Это к собакам мы уже начинаем цепляться: «Плохая! Так делать нельзя!» Или: «Хороший пес!» А, впрочем, мы остаемся одни и отвечаем.

Собственно, что в нас такого…


5


…Печатаю под диктовку длинный текст в примитивном тяжелом стиле, спешу, задыхаюсь от чуждости темы и фраз, в голове в то же время возмущенные слабые мысли-протесты – им приходится прорываться с трудом сквозь навязываемые слова, а я же сама их глушу, утишаю, чтобы не сбиться, при этом злюсь. Неясные недодуманности едва маячат во внутреннем монологе – теперь бы их не забыть, а точнее: понять, что это промелькнуло живое в тяжелеющей голове.

Постоянное чье-то присутствие – самое худшее: болтовня, препирательства или еще больший шум, от которого избавление невозможно, ибо это и есть собственно жизнь здесь: взаимодействие и столкновения с посетителями и сотрудниками, людьми знакомыми и впервые увиденными, каждодневная вовлеченность в чужие заботы – тех, кто беседует рядом, спорит в соседней комнате, общается по телефону.

Мысли словно тонкие нитки в неряшливом грубом плетении жизни, в которое вглядываюсь с напряжением (слишком многое отвлекает), – в опасливом предвкушении их тяну, боясь торопливостью потерять едва найденное.

Куски украденной жизни – сбор ярких, но все же осколков. Песок, взятый пока без умения строить. Едва размятая глина, незавершенность.


6


На подоконнике желтая лапа. Кленовые листья нам дружественны, особенно в сентябре. Зеленую безличность травы они одушевляют теплым цветом своих раскрытых ладоней. Их запах, в отличие от летней цветочной самозабвенности, – запах подошедшей к холоду жизни: в нем напряженная сила предсмертного существования, особая ясная и трезвая радость. В осени видение и чистота, ей присуща холодная страстность – страстность духа.
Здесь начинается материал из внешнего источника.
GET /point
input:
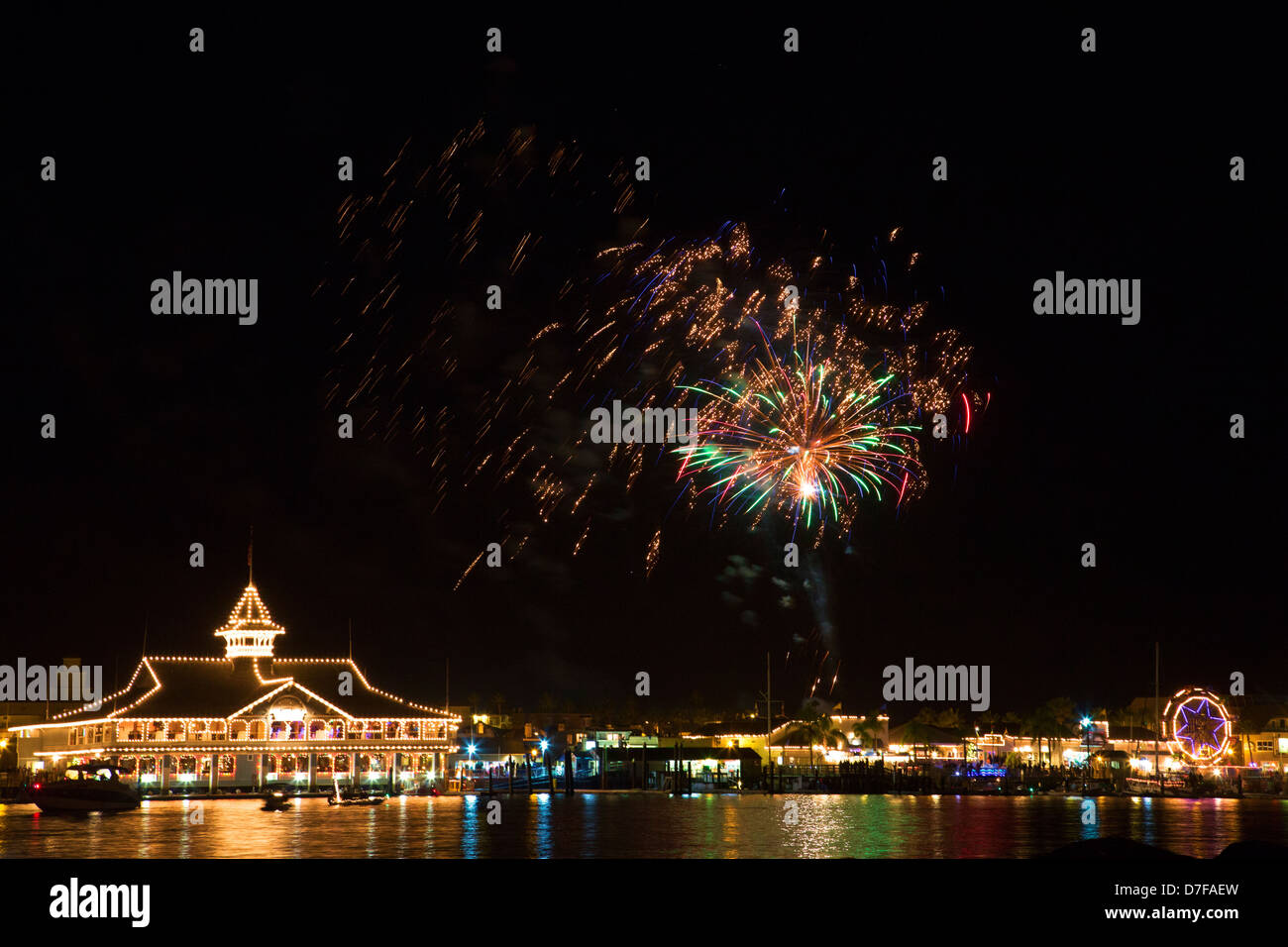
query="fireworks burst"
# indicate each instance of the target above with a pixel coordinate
(803, 436)
(490, 408)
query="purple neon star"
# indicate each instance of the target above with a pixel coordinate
(1201, 729)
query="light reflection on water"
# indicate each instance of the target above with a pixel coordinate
(643, 826)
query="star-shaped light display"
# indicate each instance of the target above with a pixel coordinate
(1201, 728)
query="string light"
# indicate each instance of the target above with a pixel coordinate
(249, 633)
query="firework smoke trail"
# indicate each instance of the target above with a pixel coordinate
(774, 357)
(493, 408)
(460, 393)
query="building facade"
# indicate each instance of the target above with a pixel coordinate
(249, 720)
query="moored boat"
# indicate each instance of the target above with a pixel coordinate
(86, 788)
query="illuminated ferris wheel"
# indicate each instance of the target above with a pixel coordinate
(1197, 725)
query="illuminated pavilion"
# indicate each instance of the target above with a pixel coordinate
(249, 720)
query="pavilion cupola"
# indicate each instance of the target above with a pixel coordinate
(250, 629)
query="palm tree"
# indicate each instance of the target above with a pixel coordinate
(917, 733)
(868, 732)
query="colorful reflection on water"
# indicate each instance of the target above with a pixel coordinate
(634, 825)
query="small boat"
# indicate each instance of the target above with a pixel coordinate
(353, 797)
(357, 800)
(275, 801)
(86, 788)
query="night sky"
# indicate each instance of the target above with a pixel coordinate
(192, 429)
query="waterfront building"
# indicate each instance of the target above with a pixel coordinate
(249, 719)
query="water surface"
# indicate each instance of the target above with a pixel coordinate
(638, 825)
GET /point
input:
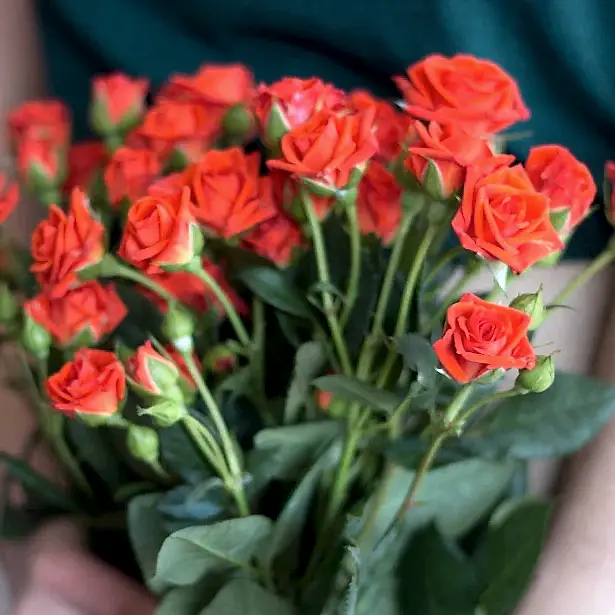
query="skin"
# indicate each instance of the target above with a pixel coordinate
(52, 574)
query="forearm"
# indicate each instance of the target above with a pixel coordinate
(578, 566)
(20, 79)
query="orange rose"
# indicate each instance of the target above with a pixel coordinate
(473, 94)
(480, 336)
(168, 185)
(213, 85)
(502, 217)
(84, 161)
(66, 243)
(609, 176)
(226, 191)
(328, 147)
(159, 233)
(568, 183)
(185, 127)
(118, 101)
(83, 316)
(392, 128)
(451, 149)
(47, 120)
(193, 292)
(9, 197)
(379, 202)
(129, 174)
(295, 100)
(94, 382)
(277, 238)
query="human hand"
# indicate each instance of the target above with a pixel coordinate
(53, 574)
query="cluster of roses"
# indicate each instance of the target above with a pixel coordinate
(175, 172)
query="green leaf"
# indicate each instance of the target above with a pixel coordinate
(290, 523)
(191, 553)
(147, 534)
(556, 422)
(419, 356)
(284, 452)
(273, 287)
(352, 389)
(434, 577)
(190, 600)
(36, 484)
(242, 596)
(455, 496)
(309, 361)
(507, 558)
(181, 455)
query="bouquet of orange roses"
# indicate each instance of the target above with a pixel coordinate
(246, 336)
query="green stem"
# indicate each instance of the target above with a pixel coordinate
(325, 279)
(354, 276)
(406, 301)
(455, 407)
(119, 270)
(367, 354)
(196, 268)
(599, 263)
(225, 438)
(463, 418)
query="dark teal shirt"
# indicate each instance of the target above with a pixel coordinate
(560, 51)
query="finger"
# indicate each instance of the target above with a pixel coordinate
(88, 584)
(41, 602)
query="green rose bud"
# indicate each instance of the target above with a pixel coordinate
(35, 338)
(165, 413)
(143, 444)
(178, 327)
(540, 378)
(9, 307)
(532, 305)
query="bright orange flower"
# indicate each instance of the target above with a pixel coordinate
(474, 94)
(129, 174)
(379, 202)
(66, 243)
(9, 197)
(393, 129)
(568, 183)
(94, 382)
(84, 315)
(451, 150)
(481, 336)
(226, 192)
(503, 218)
(328, 147)
(159, 232)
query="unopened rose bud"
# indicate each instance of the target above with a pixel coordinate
(220, 359)
(178, 327)
(143, 443)
(118, 103)
(532, 305)
(35, 338)
(9, 307)
(540, 378)
(165, 413)
(238, 122)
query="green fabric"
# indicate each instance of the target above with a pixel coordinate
(560, 51)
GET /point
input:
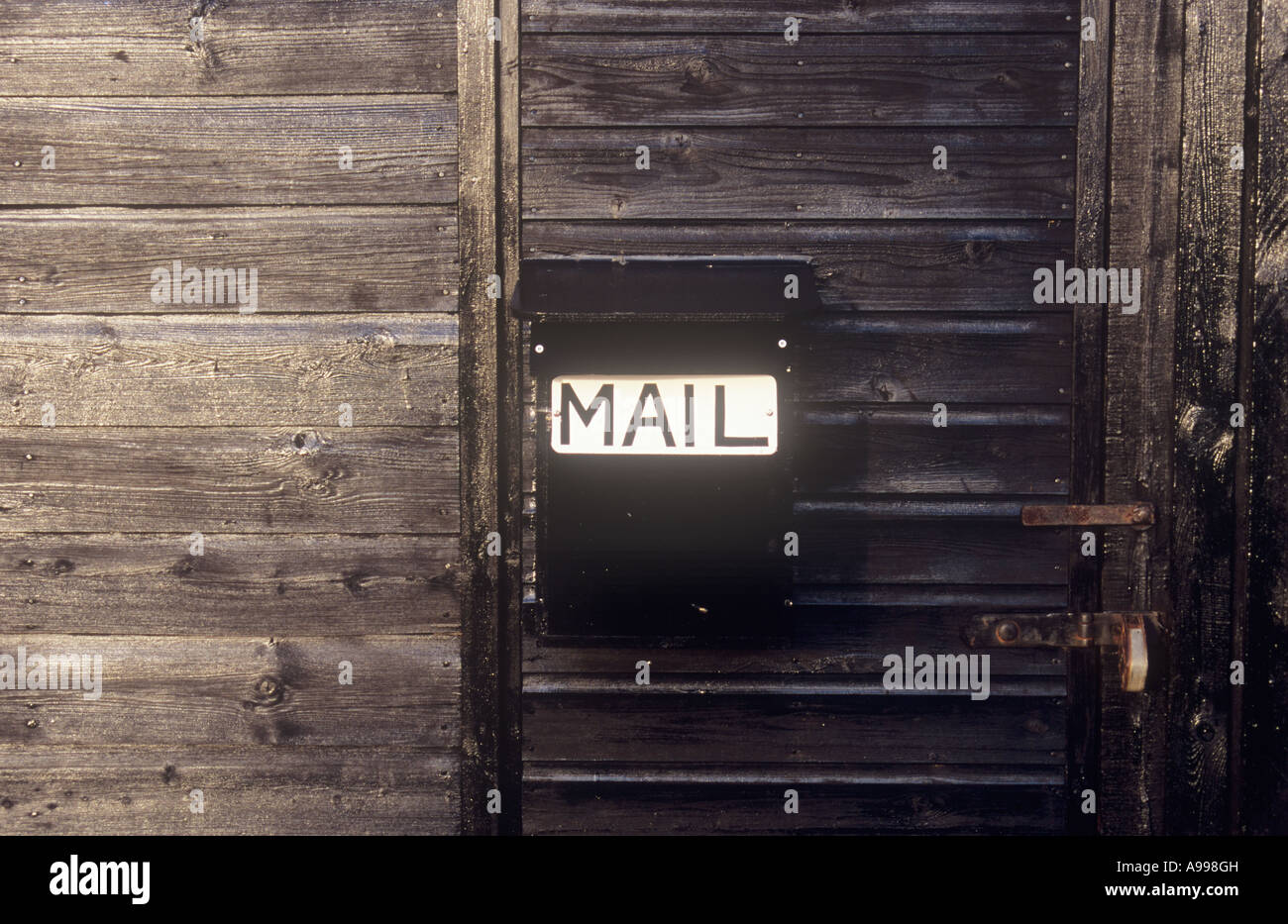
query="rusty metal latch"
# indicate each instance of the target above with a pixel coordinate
(1128, 632)
(1136, 515)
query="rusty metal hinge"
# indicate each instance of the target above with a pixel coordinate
(1136, 515)
(1132, 633)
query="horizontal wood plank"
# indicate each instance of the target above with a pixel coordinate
(226, 368)
(245, 790)
(797, 174)
(858, 266)
(835, 551)
(794, 730)
(230, 151)
(825, 641)
(897, 450)
(823, 17)
(241, 692)
(307, 260)
(240, 584)
(176, 48)
(240, 480)
(829, 80)
(877, 450)
(742, 809)
(987, 364)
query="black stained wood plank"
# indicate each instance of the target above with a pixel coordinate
(307, 260)
(53, 48)
(842, 361)
(111, 583)
(1206, 385)
(481, 429)
(246, 790)
(510, 364)
(1144, 162)
(742, 809)
(825, 641)
(829, 80)
(1266, 748)
(771, 172)
(822, 17)
(835, 551)
(1086, 443)
(226, 479)
(227, 369)
(244, 692)
(794, 730)
(983, 597)
(848, 686)
(230, 151)
(898, 450)
(858, 266)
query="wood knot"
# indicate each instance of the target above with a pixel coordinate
(268, 690)
(697, 71)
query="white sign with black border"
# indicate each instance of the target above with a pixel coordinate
(702, 415)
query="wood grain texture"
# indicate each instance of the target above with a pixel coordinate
(308, 260)
(825, 641)
(823, 17)
(881, 450)
(1207, 313)
(175, 48)
(858, 266)
(224, 369)
(111, 583)
(943, 729)
(1144, 168)
(874, 451)
(510, 365)
(835, 551)
(1087, 418)
(230, 151)
(248, 790)
(1266, 748)
(901, 359)
(829, 80)
(774, 172)
(243, 692)
(481, 431)
(244, 480)
(743, 809)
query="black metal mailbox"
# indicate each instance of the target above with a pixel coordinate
(664, 402)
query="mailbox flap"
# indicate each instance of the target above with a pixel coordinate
(664, 447)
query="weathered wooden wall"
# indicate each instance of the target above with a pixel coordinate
(323, 544)
(823, 150)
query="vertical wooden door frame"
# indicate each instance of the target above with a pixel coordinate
(1087, 403)
(489, 366)
(1142, 139)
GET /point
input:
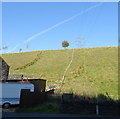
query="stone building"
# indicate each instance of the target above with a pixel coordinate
(4, 69)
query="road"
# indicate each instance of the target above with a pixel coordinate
(10, 114)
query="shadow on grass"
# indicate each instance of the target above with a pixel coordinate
(74, 104)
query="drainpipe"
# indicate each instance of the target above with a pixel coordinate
(97, 109)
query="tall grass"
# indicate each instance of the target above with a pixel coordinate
(93, 70)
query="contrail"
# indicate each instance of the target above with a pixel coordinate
(58, 24)
(12, 49)
(62, 22)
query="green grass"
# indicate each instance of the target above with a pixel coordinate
(93, 70)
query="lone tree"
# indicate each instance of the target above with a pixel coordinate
(65, 44)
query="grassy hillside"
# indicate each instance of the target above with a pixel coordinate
(93, 70)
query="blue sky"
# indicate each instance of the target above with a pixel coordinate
(98, 27)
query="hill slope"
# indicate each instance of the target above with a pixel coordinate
(93, 70)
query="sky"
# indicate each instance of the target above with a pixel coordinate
(33, 26)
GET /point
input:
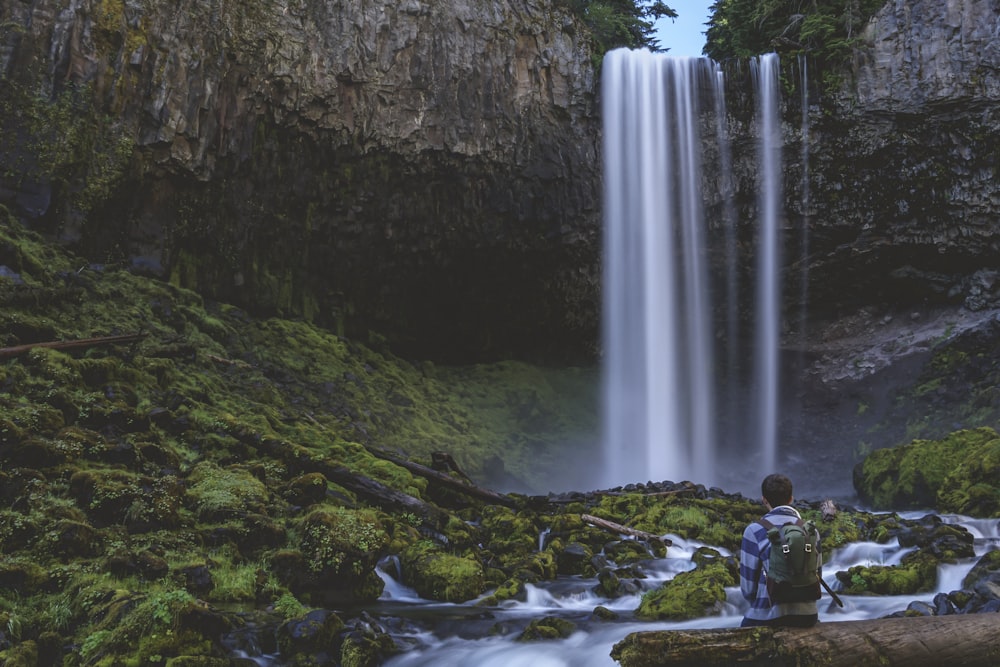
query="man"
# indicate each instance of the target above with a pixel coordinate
(755, 552)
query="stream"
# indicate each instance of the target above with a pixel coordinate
(451, 635)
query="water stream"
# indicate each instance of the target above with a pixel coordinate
(671, 365)
(455, 635)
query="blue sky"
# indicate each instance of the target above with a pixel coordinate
(685, 35)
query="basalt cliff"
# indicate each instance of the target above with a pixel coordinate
(431, 171)
(427, 171)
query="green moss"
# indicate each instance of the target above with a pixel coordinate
(218, 493)
(917, 573)
(692, 594)
(439, 575)
(550, 627)
(958, 471)
(341, 542)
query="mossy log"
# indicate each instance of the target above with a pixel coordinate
(923, 641)
(18, 350)
(624, 530)
(386, 497)
(446, 480)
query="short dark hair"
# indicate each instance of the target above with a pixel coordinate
(776, 489)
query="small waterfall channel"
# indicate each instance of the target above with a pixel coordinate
(672, 399)
(457, 635)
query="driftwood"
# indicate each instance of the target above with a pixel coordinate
(385, 497)
(18, 350)
(446, 480)
(624, 530)
(972, 640)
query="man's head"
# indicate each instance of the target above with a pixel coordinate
(777, 490)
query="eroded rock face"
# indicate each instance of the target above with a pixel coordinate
(905, 199)
(431, 171)
(427, 170)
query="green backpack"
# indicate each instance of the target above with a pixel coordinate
(794, 564)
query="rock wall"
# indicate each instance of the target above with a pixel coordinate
(426, 170)
(431, 171)
(904, 201)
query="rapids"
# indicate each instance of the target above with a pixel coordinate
(456, 635)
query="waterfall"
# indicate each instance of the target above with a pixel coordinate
(804, 293)
(765, 71)
(670, 349)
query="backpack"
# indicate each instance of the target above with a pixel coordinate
(793, 568)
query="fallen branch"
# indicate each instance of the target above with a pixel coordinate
(624, 530)
(18, 350)
(385, 497)
(923, 641)
(446, 480)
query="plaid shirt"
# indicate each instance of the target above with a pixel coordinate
(754, 554)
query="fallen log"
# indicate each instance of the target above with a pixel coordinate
(446, 480)
(972, 640)
(385, 497)
(624, 530)
(17, 350)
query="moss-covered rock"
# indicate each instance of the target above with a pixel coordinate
(916, 573)
(692, 594)
(438, 575)
(956, 474)
(550, 627)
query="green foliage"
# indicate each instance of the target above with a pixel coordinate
(64, 138)
(827, 30)
(620, 23)
(288, 606)
(692, 594)
(957, 473)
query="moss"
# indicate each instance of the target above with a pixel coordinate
(692, 594)
(439, 575)
(550, 627)
(958, 471)
(917, 573)
(341, 542)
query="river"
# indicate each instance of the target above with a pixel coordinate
(452, 635)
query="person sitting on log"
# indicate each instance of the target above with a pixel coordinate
(780, 562)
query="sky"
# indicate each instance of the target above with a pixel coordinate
(684, 35)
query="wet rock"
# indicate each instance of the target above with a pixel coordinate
(306, 489)
(550, 627)
(312, 636)
(984, 578)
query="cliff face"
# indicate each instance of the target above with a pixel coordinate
(431, 171)
(426, 170)
(904, 204)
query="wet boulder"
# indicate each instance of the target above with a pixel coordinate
(438, 575)
(312, 638)
(984, 577)
(550, 627)
(692, 594)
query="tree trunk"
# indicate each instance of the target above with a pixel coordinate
(385, 497)
(446, 480)
(971, 640)
(83, 343)
(624, 530)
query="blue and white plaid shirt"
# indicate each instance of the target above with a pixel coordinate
(755, 551)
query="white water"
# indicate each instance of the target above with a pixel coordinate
(662, 384)
(765, 75)
(573, 598)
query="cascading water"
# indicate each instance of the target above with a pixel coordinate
(765, 70)
(665, 394)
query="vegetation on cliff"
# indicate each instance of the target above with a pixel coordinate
(955, 474)
(620, 23)
(826, 30)
(218, 460)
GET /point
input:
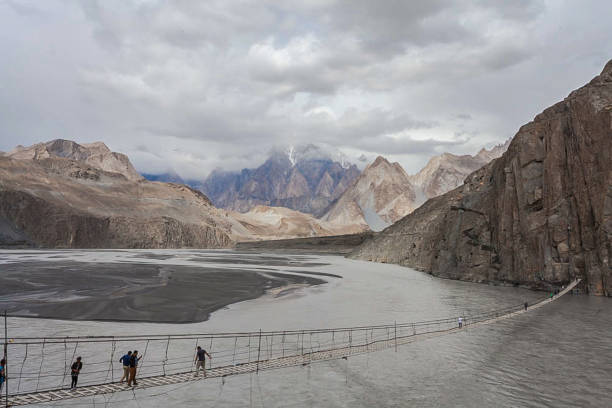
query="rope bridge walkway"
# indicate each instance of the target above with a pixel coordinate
(39, 368)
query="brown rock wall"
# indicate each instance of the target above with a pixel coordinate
(538, 216)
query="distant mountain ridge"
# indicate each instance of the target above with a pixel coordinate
(69, 195)
(303, 178)
(96, 154)
(448, 171)
(381, 195)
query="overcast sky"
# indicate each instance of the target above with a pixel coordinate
(195, 85)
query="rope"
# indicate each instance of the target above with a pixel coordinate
(352, 341)
(21, 370)
(111, 366)
(166, 358)
(42, 358)
(144, 355)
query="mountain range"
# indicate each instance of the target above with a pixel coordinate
(538, 216)
(305, 178)
(311, 180)
(65, 194)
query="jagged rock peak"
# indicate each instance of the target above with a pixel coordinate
(607, 68)
(540, 215)
(95, 154)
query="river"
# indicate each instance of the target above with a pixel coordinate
(559, 355)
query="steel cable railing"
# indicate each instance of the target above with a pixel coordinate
(175, 356)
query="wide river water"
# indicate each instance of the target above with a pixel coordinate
(559, 355)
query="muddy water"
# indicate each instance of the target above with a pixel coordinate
(556, 356)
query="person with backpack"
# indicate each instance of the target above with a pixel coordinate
(200, 360)
(2, 373)
(75, 370)
(134, 359)
(125, 360)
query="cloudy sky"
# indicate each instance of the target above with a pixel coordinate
(196, 85)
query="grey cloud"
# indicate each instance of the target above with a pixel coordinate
(196, 85)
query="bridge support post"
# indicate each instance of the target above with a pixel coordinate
(5, 360)
(395, 334)
(258, 352)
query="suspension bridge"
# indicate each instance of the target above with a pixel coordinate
(38, 369)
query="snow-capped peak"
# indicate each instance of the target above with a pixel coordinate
(291, 154)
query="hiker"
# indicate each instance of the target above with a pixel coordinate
(134, 359)
(125, 359)
(76, 369)
(200, 360)
(2, 374)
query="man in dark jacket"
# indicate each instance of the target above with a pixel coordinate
(125, 360)
(75, 370)
(134, 359)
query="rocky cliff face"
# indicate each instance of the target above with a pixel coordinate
(272, 223)
(540, 215)
(55, 195)
(381, 195)
(304, 179)
(96, 154)
(59, 202)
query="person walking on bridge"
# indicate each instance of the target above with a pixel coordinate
(200, 360)
(134, 359)
(125, 360)
(75, 370)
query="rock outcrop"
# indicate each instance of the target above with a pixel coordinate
(381, 195)
(448, 171)
(63, 203)
(272, 223)
(62, 194)
(539, 216)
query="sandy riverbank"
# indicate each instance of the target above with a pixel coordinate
(142, 292)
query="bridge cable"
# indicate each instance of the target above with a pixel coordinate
(42, 359)
(25, 356)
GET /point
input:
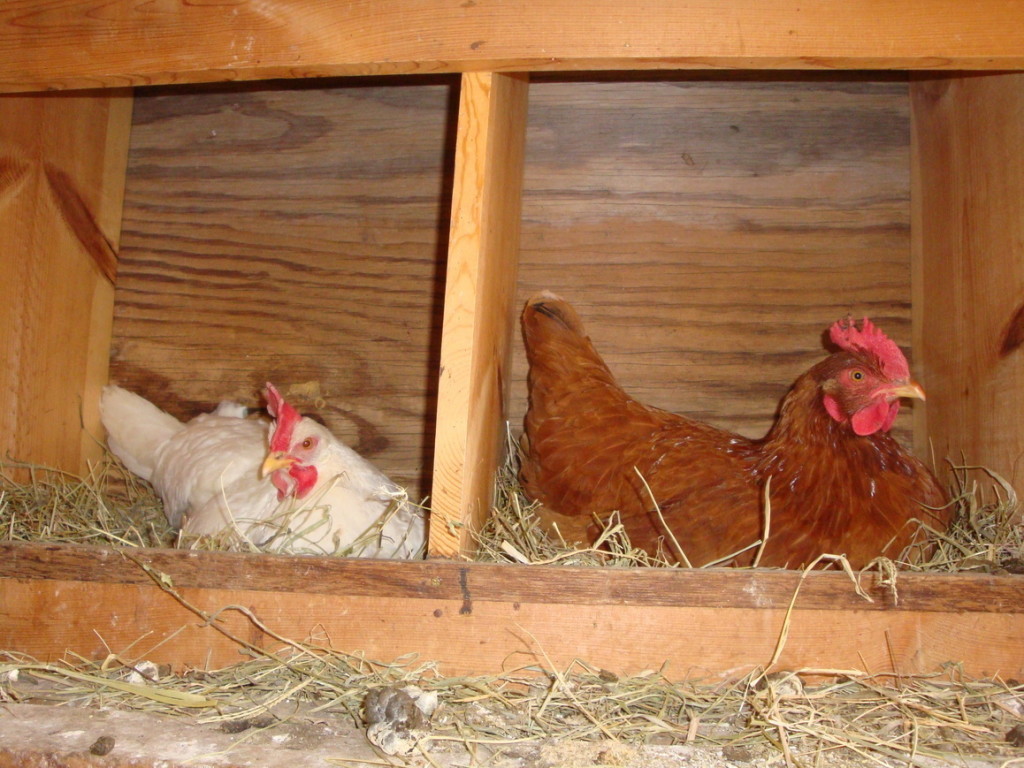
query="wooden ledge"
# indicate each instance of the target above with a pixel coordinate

Страсть – напряжение жизни и сжатость, цельность и собранность, жесткость выбора – да.

Страсть – когда осыпается лишнее, сущность освобождается от случайности.

Страсть – сосредоточенность и поглощенность, в страсти желание жить – отважность.


Долгий осенний дождик окончательно отгородил город от лета. Клены от воды потемнели. Люди осторожно переступают лужи. В освещенных комнатах зимние настроения, и дружественнее становится чашка чаю.

Выключаю компьютер. Выхожу в прохладность и вольность вечера.


7


Безветрие позволяет увидеть необыкновенный октябрь: желтые груды листьев полностью сохранены на деревьях. Вечером в глубине бульвара легкий туман, и я стараюсь пройти по аллее, чтобы заметить, как удачно размытая даль окружена четкими пятнами ближних веток.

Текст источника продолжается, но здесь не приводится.